Jack Deans sat in his car listening to the police radio–our early warning system so that he could alert us if we were likely to be receiving police attention. The thud as Joe fell off the wall into the graveyard made me certain that someone would notice something soon to announce our presence.
‘I don’t want to do this, Brodie–it’s sick. Have you thought it through? If you need to do a DNA test on this poor bairn’s bones, what do you hope to find? That Kailash is the mother or isn’t she? That Arbuthnot is the father or isn’t? I don’t get what you want, Brodie. I just don’t get it.’
Joe was expressing my own thoughts, but as I looked aroun
d the tombstones, I knew I didn’t want to join them. I’d take confusion and illegality over that option any day.
‘Piss off then, and I’ll do it myself,’ I said, secure in the knowledge that he would stick to me like glue.
I ran in front, crouching down so low that my thighs screamed and my lungs were fit to burst. Naturally, I arrived at the grave first. The six-foot marble angel stared down at me from her plinth. As I moved her eyes followed. The ground was wet and clawing. I started to dig with my bare hands straight away, the black earth sticking to my fingers, creeping under my nails. It felt cold and damp beneath my touch, chilling my heart. I knew the words on the gravestone off by heart–the dark made no difference–they were burned into my vision:
Remember man that thou art dust
and into dust thou shalt return.
The priest put ashes on my forehead and uttered those words on Ash Wednesdays.

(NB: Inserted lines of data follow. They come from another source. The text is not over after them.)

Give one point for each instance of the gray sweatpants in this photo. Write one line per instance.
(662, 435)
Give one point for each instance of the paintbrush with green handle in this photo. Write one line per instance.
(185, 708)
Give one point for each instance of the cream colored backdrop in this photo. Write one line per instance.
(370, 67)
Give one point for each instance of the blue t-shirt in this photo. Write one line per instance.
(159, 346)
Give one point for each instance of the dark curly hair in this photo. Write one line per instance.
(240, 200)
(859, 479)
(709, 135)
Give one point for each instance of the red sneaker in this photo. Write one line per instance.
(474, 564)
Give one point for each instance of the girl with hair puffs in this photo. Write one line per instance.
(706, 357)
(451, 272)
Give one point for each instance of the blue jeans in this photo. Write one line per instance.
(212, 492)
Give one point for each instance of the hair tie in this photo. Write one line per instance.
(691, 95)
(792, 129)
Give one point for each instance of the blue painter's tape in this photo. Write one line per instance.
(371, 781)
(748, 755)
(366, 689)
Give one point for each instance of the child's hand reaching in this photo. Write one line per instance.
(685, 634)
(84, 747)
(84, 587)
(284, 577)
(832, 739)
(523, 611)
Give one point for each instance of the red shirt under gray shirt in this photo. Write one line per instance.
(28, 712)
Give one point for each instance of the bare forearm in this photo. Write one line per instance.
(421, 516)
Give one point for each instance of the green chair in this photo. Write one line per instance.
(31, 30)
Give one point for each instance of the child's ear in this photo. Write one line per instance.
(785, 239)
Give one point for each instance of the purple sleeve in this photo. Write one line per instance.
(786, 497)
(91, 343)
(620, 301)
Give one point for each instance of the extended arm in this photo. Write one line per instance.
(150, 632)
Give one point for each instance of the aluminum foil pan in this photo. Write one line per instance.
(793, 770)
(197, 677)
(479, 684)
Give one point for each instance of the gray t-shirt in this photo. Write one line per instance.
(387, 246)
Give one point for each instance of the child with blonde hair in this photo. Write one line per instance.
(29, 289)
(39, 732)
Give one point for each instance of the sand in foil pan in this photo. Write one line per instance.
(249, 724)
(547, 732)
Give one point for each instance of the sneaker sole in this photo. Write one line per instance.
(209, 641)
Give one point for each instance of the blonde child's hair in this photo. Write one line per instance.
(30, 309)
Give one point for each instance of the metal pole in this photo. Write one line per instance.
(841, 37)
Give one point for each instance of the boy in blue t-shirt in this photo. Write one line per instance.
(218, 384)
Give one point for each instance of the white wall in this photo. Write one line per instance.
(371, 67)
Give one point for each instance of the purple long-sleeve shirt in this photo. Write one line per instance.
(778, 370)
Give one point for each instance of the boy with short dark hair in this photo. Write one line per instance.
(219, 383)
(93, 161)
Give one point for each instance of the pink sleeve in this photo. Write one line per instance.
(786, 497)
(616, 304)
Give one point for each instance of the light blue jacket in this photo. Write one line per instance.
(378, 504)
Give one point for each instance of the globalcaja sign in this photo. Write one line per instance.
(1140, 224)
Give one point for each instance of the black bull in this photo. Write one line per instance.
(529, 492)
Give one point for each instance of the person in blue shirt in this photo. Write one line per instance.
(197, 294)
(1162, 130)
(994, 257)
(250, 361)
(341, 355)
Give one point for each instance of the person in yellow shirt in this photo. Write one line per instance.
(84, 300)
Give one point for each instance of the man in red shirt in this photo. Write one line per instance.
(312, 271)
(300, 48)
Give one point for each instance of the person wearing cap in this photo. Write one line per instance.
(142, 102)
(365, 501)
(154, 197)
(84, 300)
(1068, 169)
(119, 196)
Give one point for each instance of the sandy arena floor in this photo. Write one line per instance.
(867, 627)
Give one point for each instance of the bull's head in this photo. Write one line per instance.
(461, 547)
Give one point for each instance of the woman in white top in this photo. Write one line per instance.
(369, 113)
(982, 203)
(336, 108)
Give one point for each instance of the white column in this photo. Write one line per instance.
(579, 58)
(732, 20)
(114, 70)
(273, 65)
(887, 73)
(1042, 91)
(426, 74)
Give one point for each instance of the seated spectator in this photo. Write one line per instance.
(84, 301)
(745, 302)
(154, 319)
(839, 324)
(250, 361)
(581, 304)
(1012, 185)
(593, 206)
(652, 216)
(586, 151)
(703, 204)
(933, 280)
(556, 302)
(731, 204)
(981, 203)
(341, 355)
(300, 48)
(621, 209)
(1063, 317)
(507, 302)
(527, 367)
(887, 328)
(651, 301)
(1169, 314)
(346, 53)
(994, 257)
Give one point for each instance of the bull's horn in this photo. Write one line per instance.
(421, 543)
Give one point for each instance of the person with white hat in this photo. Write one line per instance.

‘Well, I don’t want to be dust yet,’ I muttered at the angel.
‘Will you stop tickling that ground?’ Joe was beside me as I continued to try to get through the earth. ‘Move so that I can get on.’
I had merely scratched the surface, but I didn’t see how Joe could do much more. He might have muscles, but he hadn’t brought any tools.
‘Christ, Joe,’ I whispered as loudly as I could. ‘Some help you are–where’s the shovel?’
‘Fuck!’ he said, a bit louder than I felt comfortable with. ‘I’ll have to go back and get it. That fucking wall’ll do me in one way or another. If I’m not back in…God. How long would it take for me to get arrested, do you think?’
‘Piss off, Joe–the sooner you get the shovel and the crowbar, the sooner we can get this over with.’
As soon as I saw the back of him, any streak of bravado I had left me.
It was dark, it was cold, and I was alone in a graveyard intending to dig up a baby’s corpse. Images poured into my head–what would it feel like to pull a tiny white coffin out of the ground, where it had lain for almost three decades? The wood would be rotten, the brass handles tarnished. Would I touch worms? Rats? Would I be sick?